In a nutshell, this antagonism between 'furballers' and 'toolshedders' are basically a product of the game system. It's not because furballers are always carefree bunch of salamanders, nor because the tool-shedders are pathetic bunch of griefers in a desperate bid for attention, that this 'problem' persists.
Logically, from a 'toolshedder' point of view, the most contested areas on the map are more or less impregnable. Every perceivable 'attack' in the game is essentially tactical in nature, not strategical. The most deadly coordinated attack possible in the game is knocking out the field hangars - but frankly a fat lot of good it does when there's another enemy airfield functioning within a 15~20 mile radius of the target field. The 'strat' targets effect the game in a most negligible manner, and as such, there is no true means to really weaken and effect the enemy on a lasting, global scale.
Besides, no matter how many enemies you shoot down, they reup in an instant. The number of enemies in a given contested location always stays the same. There's no such thing as a 'weakening' defense, and the only way to force the other side to succumb is to simply put in more manpower, and use raw strength to discourage the enemy from upping from a certain airfield. There is no such thing as a 'tactical plan' that really works.
Therefore, every toolshedding attack is semi-effective for only about 15~30 minutes max. The only thing they can do to really make difference in the war game is to piss a lot of people off by continuously keeping the hangars, barracks, or ordnance down.. and you can't do that in a bomber that climbs to 18k. Bam! There you have it - the reason why bombers are degenerated into a over-bloated jabo roles.
Simply put, the toolshedders have no purpose in the game, because the game doesn't have any strategic aspect at all. Therefore, to achieve any kind of satisfaction, the toolshedder has no choice but to either resort to continuous suicidal runs in a heavily populated area, or do milkruns in a non-populated area.
On the other hand, from a furballers perspective, frankly nothing changes whether or not they respond to calls. The only real way of winning the game is to simply have more guys on your side - whether by pure country numbers, or by gangbanging the third country with the other country. Doing a 'mishun' plan against a well defended enemy territory is fruitless and a waste of time, and doing a milkrun capture against undefended enemy fields is total boredom. There's no excitement in any of the two, so they'd rather just forget all the 'war' aspect, and purely restrict the MA environment to aerial combat. The environment is more dynmaic than the DA can offer, and that's just about it for the furballers.
Ideally, the solution is to give a coherent objective inside the game, in which both the furballers and toolshedders can work with on a level ground. For instance, let's imagine that there's a some kind of long-term, global effect attritional strat object in the game - a fuel refinery (or a network of refineries) that governs the entire fuel supply of a whole country. A bomb run or two doesn't make it flinch, but a steady stream of bombruns for many in-game days may effect the enemy as a whole, and if left undefended and batterd for a long time, the effects will finally take its toll, and ALL the airfields in that country will start suffering from low fuel... until it becomes nearly impossible to up sorties that lasts more than 10 minutes or something.

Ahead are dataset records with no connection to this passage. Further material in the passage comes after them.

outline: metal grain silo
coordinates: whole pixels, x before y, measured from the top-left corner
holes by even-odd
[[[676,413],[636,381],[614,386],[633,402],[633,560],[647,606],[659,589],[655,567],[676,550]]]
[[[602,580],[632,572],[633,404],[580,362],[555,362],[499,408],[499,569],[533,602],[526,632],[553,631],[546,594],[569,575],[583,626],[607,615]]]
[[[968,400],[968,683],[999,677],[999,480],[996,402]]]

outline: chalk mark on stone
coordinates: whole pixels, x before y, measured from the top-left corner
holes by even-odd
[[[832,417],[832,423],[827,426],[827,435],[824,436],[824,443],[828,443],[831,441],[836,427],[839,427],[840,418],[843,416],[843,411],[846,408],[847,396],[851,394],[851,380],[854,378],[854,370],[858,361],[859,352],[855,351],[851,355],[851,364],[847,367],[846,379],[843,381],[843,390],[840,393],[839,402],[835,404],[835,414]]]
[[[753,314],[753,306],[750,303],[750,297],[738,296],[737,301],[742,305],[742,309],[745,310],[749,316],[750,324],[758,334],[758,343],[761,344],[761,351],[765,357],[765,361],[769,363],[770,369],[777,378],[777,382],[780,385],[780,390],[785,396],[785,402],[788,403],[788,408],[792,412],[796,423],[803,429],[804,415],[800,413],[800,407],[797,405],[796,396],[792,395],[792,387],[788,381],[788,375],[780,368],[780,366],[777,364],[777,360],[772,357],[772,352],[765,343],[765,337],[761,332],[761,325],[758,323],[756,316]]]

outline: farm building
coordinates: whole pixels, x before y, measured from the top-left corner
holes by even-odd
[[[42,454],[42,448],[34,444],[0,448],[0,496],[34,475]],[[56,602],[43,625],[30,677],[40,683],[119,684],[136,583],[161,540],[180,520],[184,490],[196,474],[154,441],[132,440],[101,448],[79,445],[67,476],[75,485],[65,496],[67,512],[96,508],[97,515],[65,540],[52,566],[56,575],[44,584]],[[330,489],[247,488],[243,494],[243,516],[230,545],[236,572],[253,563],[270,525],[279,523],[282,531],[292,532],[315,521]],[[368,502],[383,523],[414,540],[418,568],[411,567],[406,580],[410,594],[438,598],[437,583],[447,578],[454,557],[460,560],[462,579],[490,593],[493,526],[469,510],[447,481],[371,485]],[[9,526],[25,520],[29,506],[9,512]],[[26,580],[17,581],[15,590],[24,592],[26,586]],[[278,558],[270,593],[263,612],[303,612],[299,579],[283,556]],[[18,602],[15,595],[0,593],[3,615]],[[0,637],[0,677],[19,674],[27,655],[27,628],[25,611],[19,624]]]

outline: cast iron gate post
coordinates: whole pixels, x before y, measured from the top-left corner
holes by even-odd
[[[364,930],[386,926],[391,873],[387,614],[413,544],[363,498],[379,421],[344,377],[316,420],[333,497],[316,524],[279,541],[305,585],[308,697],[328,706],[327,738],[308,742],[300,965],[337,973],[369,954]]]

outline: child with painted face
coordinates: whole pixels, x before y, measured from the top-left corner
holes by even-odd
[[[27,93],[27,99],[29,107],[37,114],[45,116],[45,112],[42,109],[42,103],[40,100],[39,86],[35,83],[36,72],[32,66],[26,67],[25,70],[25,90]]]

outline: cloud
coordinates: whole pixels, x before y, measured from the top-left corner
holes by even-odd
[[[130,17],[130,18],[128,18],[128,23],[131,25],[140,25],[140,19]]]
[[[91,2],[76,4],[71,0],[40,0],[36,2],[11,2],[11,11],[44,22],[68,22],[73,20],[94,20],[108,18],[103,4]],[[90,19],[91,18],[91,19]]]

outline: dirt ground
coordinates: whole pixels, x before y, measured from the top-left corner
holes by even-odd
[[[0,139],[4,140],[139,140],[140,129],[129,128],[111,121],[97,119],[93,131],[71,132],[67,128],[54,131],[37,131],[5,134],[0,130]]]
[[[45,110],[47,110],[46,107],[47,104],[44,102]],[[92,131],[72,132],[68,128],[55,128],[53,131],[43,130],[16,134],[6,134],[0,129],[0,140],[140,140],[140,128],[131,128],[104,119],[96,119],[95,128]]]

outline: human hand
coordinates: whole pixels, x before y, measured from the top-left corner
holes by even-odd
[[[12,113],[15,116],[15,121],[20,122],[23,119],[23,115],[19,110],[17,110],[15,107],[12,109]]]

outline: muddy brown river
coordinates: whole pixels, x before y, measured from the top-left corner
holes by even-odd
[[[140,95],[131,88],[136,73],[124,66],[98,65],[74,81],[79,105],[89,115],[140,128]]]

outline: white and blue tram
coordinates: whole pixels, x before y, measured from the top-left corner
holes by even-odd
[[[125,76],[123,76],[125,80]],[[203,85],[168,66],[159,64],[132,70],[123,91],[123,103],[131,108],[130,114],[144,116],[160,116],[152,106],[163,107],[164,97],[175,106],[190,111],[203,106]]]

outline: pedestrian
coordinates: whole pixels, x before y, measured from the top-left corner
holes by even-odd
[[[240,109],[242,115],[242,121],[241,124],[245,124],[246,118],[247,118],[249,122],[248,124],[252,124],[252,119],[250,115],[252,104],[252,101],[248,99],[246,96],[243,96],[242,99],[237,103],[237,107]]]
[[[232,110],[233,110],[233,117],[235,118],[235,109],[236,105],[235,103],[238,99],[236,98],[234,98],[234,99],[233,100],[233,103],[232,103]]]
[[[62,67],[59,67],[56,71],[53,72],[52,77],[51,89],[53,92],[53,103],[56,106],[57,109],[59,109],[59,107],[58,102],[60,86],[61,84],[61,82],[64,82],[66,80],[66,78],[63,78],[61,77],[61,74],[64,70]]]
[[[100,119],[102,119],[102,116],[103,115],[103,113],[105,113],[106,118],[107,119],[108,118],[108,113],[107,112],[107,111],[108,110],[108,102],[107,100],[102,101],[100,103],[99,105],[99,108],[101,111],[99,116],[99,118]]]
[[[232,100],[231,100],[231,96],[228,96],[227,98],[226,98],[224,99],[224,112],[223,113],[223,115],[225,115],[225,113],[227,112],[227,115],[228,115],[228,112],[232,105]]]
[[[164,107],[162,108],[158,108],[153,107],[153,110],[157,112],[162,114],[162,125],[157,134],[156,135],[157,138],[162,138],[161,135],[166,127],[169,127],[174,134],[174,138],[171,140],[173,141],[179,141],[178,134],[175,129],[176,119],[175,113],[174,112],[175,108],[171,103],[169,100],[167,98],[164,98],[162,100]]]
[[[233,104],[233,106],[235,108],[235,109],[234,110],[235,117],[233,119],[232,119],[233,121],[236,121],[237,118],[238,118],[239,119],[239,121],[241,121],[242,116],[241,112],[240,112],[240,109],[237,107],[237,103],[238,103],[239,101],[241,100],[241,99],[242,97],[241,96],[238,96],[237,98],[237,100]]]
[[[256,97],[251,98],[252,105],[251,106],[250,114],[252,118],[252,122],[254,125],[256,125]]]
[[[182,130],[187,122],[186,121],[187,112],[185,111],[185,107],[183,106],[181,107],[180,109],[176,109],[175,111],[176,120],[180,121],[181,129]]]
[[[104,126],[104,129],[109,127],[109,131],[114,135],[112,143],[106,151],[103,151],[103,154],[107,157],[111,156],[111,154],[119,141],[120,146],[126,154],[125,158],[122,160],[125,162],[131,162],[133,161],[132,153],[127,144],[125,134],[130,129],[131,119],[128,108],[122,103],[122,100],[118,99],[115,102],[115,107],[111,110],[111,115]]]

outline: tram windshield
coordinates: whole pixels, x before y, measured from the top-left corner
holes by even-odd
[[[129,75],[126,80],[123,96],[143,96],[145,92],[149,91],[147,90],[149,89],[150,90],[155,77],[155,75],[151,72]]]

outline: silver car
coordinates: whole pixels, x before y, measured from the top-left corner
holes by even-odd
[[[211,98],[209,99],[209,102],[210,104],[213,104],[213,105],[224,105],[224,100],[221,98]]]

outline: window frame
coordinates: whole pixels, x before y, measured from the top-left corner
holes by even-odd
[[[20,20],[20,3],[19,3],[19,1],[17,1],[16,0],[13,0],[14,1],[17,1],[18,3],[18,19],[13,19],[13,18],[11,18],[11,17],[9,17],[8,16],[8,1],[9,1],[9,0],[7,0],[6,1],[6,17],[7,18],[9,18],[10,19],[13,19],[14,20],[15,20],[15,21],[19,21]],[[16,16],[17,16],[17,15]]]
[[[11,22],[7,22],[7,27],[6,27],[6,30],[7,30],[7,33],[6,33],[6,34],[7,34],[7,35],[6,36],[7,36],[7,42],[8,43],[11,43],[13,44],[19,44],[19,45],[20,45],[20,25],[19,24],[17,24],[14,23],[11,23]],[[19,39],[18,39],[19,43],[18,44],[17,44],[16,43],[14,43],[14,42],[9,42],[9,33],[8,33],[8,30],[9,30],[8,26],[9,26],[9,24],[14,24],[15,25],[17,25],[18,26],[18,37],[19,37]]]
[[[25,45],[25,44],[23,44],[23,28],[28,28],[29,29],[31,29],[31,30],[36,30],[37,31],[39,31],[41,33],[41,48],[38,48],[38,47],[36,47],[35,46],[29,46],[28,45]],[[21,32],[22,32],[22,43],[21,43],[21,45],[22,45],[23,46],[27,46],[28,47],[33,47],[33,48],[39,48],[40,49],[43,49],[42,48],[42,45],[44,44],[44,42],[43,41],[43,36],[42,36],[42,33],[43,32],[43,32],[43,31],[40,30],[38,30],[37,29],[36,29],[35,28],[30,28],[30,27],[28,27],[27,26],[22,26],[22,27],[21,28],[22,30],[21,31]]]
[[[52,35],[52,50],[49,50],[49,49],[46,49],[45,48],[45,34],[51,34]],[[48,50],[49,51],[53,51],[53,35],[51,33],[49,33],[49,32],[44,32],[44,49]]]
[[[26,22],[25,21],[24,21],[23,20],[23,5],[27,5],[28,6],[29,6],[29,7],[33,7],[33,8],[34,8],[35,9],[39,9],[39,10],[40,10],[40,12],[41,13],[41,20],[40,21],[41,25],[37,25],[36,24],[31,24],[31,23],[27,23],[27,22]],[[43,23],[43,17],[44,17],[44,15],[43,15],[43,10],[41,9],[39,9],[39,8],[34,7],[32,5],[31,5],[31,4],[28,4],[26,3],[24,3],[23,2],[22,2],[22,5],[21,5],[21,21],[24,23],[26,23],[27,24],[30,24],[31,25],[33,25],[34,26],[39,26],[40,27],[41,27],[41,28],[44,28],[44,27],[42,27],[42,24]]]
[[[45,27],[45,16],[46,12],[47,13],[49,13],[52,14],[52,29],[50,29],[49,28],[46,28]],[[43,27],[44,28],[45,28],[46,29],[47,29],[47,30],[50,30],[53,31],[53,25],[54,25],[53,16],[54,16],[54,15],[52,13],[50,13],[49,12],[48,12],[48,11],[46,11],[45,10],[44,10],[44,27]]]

Now, if there's a target like that, the toolshedders finally have something worth their time invested. It doesn't regen/replenish in 15 minutes like other objects. The effect is long-term, lasting for days, and very severe, a global-scale effect. Toolshedders will naturally prefer flying there over and over again, and bombing it to smithereens for many days.
The furballers may remain uninterested for a while. But after some signs of fuel starvations begins to show, some of the furballers will move over and actually try stopping toolshedder raids against their strats. Enemy resistance becomse higher, toolshedders will begin to suffer, will call in more escorts, and voila - a mini-scale "8thAF" situation in the MA.
Basically, the key is to build a system where both furballers and toolshedders can enjoy the game as a separate working part of a same war machine - instead of two totally different parts of a country that cannot understand each other.
It's not impossible. It just hasn't arrived yet.